Athaíde Lopes “Abandono” (detalhe)

Celina voltou de vez para casa. Aquela em que nasceu e que, mesmo morando em outra, nunca deixou de ser a sua casa. Continuaria sendo ainda que estranhos morassem lá. Estava longe há décadas, por necessidade. Apesar dos maus-tratos sofridos por ser estrangeira, até gostava da vida lá longe. Acostumou-se a gostar da vida que podia ter lá. Vivia seu quase exílio conservando de sua terra lembranças difusas da infância e a casa, que preferiu deixar abandonada do que ocupada por estranhos.

Os primeiros meses depois da volta foram difíceis, desacostumada que estava dos costumes de sua terra. Mas logo viu que os costumes que poderia ter preservado, de pouco lhe valeriam agora. As coisas mudaram. E muito! Para pior. Sua terra está mais violenta. Mais cruel. Mais perversa. A casa também mudou. Suja, feia, deslocada naquele espaço tomado por modernidades arquitetônicas e pequenos negócios com pretensão ao luxo. A casa perdeu sua imponência. A terra, mais que isso.

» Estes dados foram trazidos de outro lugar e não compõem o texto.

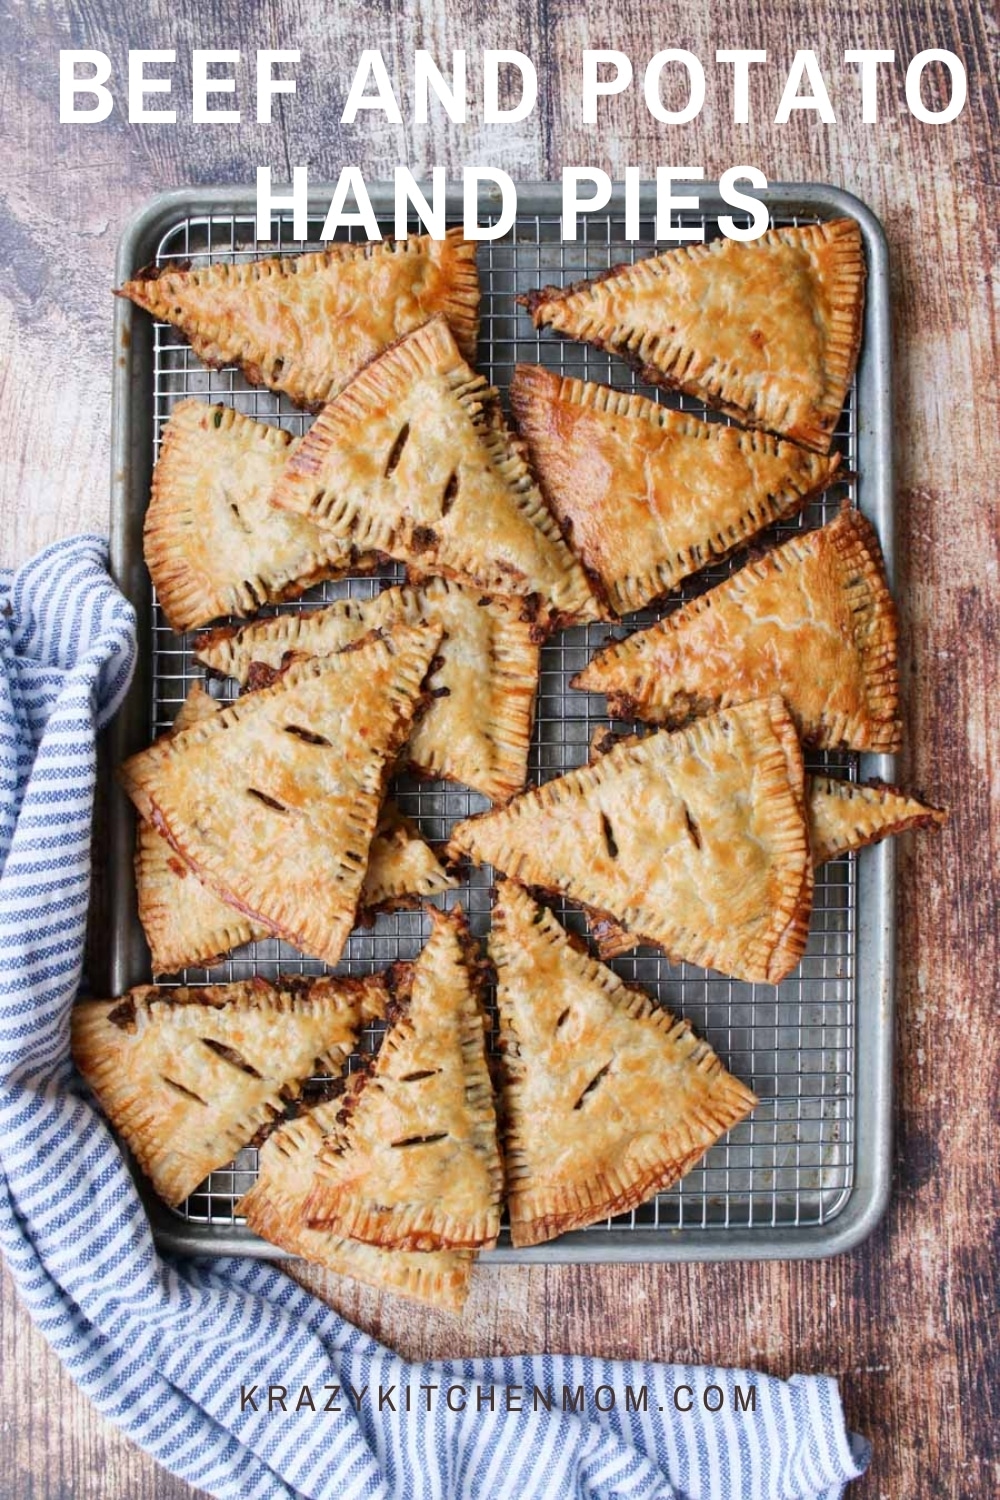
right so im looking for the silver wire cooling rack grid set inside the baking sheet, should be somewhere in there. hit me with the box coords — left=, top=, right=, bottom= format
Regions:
left=140, top=202, right=858, bottom=1260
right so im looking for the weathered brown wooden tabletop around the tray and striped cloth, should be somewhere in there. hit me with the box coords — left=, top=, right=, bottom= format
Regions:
left=0, top=0, right=1000, bottom=1500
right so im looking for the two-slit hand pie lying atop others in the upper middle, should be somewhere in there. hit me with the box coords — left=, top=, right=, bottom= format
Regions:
left=271, top=318, right=600, bottom=620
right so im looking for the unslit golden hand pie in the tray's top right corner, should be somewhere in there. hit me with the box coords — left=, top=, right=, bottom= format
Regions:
left=517, top=219, right=865, bottom=453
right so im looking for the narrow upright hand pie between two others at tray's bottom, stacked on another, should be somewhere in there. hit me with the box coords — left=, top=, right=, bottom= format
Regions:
left=303, top=911, right=502, bottom=1250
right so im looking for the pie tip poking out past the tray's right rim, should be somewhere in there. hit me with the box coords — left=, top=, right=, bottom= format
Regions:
left=805, top=776, right=948, bottom=866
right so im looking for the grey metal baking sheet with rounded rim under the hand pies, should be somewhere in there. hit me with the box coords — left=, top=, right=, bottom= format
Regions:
left=99, top=185, right=894, bottom=1263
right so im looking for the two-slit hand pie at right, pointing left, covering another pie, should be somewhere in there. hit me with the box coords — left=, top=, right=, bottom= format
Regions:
left=450, top=698, right=813, bottom=984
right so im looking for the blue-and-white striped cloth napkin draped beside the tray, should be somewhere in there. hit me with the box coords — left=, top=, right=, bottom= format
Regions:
left=0, top=537, right=868, bottom=1500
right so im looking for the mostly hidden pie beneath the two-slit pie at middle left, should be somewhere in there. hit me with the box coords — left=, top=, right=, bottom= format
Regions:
left=135, top=683, right=457, bottom=974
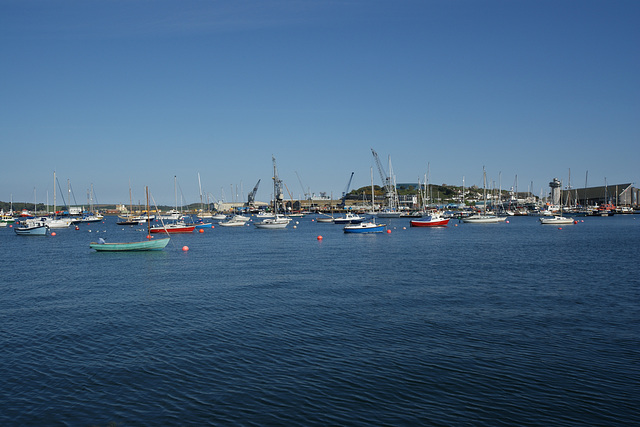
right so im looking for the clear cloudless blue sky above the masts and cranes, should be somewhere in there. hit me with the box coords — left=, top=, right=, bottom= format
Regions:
left=0, top=0, right=640, bottom=205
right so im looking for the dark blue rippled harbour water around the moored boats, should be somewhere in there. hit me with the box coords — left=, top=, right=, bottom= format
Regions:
left=0, top=215, right=640, bottom=426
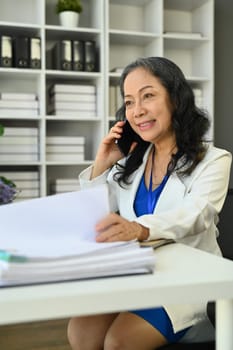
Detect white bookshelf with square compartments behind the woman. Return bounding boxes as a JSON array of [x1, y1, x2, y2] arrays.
[[0, 0, 214, 201]]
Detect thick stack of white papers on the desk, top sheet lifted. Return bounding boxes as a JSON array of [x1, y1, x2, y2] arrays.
[[0, 185, 157, 286]]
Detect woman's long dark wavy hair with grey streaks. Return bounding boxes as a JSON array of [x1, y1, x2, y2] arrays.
[[115, 57, 210, 184]]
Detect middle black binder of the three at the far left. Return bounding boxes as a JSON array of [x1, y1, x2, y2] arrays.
[[13, 36, 29, 68]]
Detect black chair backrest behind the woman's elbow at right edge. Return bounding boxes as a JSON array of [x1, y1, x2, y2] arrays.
[[218, 189, 233, 260]]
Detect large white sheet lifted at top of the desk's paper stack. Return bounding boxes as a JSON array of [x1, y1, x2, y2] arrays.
[[0, 185, 109, 256]]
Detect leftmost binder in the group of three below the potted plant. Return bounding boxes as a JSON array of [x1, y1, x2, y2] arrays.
[[53, 40, 72, 70]]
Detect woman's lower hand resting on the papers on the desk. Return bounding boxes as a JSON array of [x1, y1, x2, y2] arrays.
[[96, 213, 149, 242]]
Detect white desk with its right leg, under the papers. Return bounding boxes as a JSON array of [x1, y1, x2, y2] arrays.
[[0, 244, 233, 350]]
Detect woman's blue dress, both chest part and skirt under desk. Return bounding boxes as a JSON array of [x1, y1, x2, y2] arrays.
[[130, 175, 189, 343]]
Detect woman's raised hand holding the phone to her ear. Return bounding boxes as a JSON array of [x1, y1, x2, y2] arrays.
[[92, 121, 125, 178]]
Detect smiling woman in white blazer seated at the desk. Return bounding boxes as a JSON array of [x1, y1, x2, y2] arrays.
[[68, 57, 231, 350]]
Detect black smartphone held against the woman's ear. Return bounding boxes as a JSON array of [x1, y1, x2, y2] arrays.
[[116, 107, 142, 156]]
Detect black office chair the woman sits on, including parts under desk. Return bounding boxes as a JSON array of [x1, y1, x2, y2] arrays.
[[159, 189, 233, 350]]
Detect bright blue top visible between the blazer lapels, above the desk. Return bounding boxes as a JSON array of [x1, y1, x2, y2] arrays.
[[134, 175, 169, 216]]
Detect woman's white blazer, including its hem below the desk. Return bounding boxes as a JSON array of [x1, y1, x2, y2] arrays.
[[79, 145, 232, 332]]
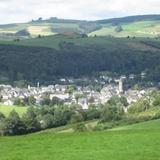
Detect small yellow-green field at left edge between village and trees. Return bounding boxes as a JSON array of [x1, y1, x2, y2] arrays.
[[0, 106, 27, 116]]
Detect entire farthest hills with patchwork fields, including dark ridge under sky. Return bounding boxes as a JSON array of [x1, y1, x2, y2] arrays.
[[0, 15, 160, 39]]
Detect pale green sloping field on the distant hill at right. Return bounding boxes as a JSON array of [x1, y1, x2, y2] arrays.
[[89, 21, 160, 37]]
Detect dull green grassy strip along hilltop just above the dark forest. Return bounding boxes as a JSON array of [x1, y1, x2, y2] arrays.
[[0, 36, 159, 50]]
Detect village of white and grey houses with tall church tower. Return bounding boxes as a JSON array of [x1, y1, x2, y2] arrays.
[[0, 75, 156, 109]]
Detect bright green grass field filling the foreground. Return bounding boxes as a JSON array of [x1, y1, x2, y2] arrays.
[[0, 120, 160, 160]]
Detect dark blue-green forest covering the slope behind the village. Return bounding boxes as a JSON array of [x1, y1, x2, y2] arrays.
[[0, 42, 160, 84]]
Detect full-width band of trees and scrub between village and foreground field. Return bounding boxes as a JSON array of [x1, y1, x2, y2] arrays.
[[0, 92, 160, 135]]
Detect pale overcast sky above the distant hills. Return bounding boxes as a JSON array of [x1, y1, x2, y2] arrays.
[[0, 0, 160, 24]]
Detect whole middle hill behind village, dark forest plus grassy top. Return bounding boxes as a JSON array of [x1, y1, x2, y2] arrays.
[[0, 36, 160, 84]]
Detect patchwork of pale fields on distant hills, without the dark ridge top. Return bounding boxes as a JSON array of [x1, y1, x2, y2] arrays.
[[0, 18, 160, 39]]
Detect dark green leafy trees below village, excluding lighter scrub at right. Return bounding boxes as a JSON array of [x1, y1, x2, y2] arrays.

Não importa se mudaram aos poucos. Para ela, que voltou de repente, é como se tudo tivesse mudado de repente. De repente, a floresta pujante raleou, esfumaçou-se e tornou-se pasto para boi a ser esquartejado e vendido como se fosse boi vivido em outros lugares. Como se fosse boi de criação honesta. De história sem crimes. Boi inocente. Aceito como tal só porque o dinheiro é mais importante que a floresta, a lei e a vida. Mais importante que tudo. Dinheiro faz do esperto ingênuo o suficiente para acreditar na inocência do boi que come.

De repente, gente faminta passou a brigar por um espaço de mergulho na caçamba imunda de um caminhão em busca do que há de comer no lixo. Gente faminta de tudo. Para quem a fome escraviza e faz deles espetáculo nojento para uma gente que não se escandaliza com a miséria. E que acha que fome é o que sente quando o restaurante demora em lhe servir o prato de nome estrangeiro. Gente abandonada por gente que abandonou a compaixão na terra abandonada de vergonha onde fica a casa abandonada de Celina.

Foi no mesmo repente que de repente a cidade da casa abandonada de Celina tornou-se também cidade abandonada. Como que harmonizando a sujeira dentro e fora. Também o medo dos de fora de entrar na casa tornou-se o mesmo dos de dentro de qualquer outra casa de sair dela. Rua de cidade abandonada é perigosa. Cheia de gente perigosa. De perigos reais que a cada notícia deles alimenta outros tantos perigos imaginários. De cidade dos sonhos, onde ficavam casas dos sonhos, virou cidade de pesadelos com pesadelos em casa. Cidade abandonada de civilidade onde fica a casa de Celina, abandonada de aconchego.

O abandono, no começo, pode ser desleixo, desimportância ou irresponsabilidade. Depois, de repente, vira loucura. Na terra abandonada onde ficam cidades abandonadas repletas de casas abandonadas com gente dentro tudo é loucura. Chacinas aplaudidas são loucura. Justificar assassinato de quem pensa diferente é loucura. A indiferença à fome é loucura. Escravidão consentida porque dá dinheiro é loucura. Fazer sofrer em nome da fé e querer matar em nome de Deus é loucura. Fazer criança estuprada sofrer e não meter a colher em briga onde marido espanca e mata mulher é loucura.

Loucuras do país abandonado de decência, onde ficam cidades abandonadas de compaixão, cheias de casas abandonadas de aconchego com gente abandonada à própria sorte e medos. Lá, onde fica a casa abandonada de Celina, assustada com as loucuras que se fizeram, de repente, nos vazios morais do abandono.